Stakeholders that have been vocal proponents of federal intervention in the current shipping environment commended Wednesday's announcement.
"Relative to actions by the Federal Maritime Commission since the Shipping Act was enacted in 1984, this is the biggest action, the strongest step that the FMC has ever taken," Peter Friedmann, the executive director of the Agriculture Transportation Coalition, said Wednesday.
"It will be meaningful, if it changes the ocean carriers' view and utilization of demurrage and detention charges," Friedmann said. "Those charges should be limited to be serving as incentives to move cargo expeditiously."
Weston LaBar, the CEO of the Harbor Trucking Association, said "astronomical detention and demurrage prices" have been a growing concern since the creation of the ocean alliances. A recent survey by HTA and TradeLanes found the average charge per container for detention and demurrage fees is $200 or more for 80% of respondents.
One example LaBar provided is carriers will start the clock for free time when a container comes off a ship, but this doesn't mean a trucking company will be able to get that container.
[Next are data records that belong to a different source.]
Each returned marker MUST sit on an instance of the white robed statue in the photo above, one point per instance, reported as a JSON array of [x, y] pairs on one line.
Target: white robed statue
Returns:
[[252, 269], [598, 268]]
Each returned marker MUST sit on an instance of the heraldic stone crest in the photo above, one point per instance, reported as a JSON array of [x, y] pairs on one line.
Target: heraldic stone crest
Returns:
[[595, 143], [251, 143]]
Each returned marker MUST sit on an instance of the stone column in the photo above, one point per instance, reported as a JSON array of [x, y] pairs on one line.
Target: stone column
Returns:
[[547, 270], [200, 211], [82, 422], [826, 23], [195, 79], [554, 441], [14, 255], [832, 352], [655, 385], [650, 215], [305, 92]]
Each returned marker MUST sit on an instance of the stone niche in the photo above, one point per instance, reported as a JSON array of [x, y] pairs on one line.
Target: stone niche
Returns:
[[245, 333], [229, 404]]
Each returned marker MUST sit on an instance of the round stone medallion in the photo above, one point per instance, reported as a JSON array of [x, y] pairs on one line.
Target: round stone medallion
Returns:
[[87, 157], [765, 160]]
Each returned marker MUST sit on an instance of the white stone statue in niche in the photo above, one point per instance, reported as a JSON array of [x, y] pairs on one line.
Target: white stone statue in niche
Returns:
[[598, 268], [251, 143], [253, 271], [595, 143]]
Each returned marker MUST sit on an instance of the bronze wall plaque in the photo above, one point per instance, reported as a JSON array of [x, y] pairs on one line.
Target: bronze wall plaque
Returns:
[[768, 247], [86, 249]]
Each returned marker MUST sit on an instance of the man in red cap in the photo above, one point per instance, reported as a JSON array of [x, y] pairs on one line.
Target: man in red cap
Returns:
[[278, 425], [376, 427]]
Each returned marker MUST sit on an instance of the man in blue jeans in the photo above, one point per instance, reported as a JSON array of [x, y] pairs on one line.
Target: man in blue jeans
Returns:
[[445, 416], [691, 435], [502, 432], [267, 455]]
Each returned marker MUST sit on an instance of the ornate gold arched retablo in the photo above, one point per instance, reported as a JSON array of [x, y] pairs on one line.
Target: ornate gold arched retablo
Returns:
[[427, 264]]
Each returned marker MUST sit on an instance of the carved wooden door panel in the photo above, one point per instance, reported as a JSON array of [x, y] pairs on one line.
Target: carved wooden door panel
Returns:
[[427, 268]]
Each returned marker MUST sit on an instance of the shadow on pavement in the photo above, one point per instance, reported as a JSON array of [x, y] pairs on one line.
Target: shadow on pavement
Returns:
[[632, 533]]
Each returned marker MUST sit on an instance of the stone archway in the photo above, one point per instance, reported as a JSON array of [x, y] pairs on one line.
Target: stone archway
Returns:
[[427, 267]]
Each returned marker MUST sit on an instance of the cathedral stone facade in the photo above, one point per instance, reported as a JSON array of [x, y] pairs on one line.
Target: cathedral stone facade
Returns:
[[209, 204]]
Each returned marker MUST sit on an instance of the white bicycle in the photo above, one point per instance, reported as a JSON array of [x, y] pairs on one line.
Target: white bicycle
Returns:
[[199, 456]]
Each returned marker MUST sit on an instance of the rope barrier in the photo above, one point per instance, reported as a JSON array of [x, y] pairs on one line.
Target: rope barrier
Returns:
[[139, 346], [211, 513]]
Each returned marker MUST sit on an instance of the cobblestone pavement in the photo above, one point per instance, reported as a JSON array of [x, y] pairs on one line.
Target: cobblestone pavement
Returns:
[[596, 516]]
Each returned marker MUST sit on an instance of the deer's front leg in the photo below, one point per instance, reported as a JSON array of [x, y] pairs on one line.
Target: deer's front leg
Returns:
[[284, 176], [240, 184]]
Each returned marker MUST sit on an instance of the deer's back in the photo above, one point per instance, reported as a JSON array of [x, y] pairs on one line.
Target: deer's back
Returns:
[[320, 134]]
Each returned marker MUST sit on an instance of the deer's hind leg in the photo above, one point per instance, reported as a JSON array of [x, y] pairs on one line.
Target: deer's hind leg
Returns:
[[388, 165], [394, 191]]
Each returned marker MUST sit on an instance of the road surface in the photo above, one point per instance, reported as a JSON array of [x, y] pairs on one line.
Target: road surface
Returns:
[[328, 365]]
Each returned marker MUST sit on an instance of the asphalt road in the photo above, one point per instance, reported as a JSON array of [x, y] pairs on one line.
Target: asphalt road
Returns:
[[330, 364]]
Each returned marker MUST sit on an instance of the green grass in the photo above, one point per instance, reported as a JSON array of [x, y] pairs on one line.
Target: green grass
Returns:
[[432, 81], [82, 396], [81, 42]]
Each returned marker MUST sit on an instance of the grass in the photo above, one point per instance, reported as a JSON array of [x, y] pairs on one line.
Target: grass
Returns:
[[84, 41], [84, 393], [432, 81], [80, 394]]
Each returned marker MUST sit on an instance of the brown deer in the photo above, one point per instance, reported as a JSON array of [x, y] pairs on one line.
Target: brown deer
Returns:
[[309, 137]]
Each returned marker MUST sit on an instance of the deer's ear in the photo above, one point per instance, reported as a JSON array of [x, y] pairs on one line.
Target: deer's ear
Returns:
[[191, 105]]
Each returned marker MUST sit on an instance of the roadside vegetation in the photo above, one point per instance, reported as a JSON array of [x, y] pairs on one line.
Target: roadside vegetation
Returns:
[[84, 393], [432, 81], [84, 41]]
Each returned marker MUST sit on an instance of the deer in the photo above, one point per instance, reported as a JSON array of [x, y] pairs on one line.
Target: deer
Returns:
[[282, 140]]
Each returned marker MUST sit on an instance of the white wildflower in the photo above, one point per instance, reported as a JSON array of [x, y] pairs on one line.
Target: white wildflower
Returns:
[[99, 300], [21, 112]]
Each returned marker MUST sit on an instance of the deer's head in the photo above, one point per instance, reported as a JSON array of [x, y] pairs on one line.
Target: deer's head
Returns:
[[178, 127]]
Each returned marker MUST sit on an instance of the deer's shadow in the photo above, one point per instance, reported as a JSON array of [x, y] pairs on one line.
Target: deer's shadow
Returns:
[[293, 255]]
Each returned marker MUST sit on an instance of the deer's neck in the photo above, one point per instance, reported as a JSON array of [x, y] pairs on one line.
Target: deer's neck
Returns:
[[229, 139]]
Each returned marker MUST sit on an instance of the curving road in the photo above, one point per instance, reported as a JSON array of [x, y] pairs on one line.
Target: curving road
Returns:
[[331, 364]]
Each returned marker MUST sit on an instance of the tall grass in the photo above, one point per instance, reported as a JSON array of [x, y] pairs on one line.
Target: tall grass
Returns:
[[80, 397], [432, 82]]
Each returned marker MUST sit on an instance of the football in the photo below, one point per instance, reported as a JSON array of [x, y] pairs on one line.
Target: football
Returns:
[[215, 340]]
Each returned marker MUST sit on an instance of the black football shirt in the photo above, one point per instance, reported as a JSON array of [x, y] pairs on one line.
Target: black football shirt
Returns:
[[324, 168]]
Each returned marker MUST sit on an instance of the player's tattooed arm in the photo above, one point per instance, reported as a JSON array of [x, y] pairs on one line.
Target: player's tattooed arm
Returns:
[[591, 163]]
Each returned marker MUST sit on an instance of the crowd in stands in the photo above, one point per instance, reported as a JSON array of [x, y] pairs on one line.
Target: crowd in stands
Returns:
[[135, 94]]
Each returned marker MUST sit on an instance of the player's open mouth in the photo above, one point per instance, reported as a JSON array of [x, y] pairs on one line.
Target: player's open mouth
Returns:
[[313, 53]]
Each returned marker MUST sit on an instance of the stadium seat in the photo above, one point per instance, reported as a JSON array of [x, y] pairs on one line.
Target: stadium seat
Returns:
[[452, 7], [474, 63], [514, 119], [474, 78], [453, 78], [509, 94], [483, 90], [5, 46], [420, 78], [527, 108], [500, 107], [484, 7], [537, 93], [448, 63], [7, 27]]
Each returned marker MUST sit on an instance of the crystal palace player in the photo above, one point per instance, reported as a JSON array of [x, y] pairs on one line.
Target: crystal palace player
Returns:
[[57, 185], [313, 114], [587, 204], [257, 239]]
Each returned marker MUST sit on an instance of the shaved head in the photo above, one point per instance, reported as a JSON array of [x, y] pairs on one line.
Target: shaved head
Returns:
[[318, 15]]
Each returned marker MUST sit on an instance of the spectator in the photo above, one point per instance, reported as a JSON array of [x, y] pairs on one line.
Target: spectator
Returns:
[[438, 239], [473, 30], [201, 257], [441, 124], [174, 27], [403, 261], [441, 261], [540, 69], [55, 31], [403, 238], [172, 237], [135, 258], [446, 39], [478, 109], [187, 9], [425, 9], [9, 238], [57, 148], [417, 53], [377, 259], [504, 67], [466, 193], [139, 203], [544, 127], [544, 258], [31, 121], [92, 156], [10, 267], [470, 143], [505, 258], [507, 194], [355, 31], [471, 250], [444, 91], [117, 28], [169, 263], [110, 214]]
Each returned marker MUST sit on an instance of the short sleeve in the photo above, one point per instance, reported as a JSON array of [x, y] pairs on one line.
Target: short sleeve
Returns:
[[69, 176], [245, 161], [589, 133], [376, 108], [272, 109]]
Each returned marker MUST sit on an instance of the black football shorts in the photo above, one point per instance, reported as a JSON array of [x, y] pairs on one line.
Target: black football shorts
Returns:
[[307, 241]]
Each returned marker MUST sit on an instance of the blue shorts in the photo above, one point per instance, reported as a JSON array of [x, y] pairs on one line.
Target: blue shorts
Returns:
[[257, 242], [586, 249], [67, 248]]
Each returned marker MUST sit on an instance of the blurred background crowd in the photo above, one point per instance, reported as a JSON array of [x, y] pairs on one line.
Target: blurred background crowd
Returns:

"The container is not available until there's an appointment that's opened up ... yet the clock starts and in many cases, now — with the congestion that we see — you may not be able to get an appointment on that import until after the last free day expires," LaBar said, noting that carriers will still charge truckers and ask them to dispute it. Disputes are rarely resolved in the trucking firm's favor, because the onus is on the party filing the complaint to prove its case.
The FMC's interpretive rule on detention and demurrage states that fees shouldn't be charged if the trucker or shipper has no control over the inability to move or return the container. The commission issued final guidelines for detention and demurrage last year, but exporters, truckers and other stakeholders have expressed concerns that ocean carriers have not been following them.
The agency's plan to get information on detention and demurrage practices comes as supply chains struggle with port congestion and general capacity constraints stemming from high levels of demand.
"It's a pandemic-driven buying surge unlike any that we've ever seen from the American consumer," Port of Los Angeles Executive Director Gene Seroka said in a port update Wednesday.
Friedmann said following the FMC's detention and demurrage guidelines could result in better cargo movement.
"If that revenue stream was ceased because [carriers] could not charge detention and demurrage unfairly, unjustly, then the carriers, I believe, would have a powerful incentive ... to actually take steps to correct this current dysfunction," he said, noting that simple steps, like informing a customer when a ship is arriving at the port, would go a long way toward improving the situation.
In an emailed statement, Maersk and APM Terminals said they "look forward to fully cooperating with the FMC on their request for information."
"It is a signal that the Federal Maritime Commission was not going to let this rest on its laurels and that they understand this is an important and even dire situation for American companies operating in the supply chain," LaBar said.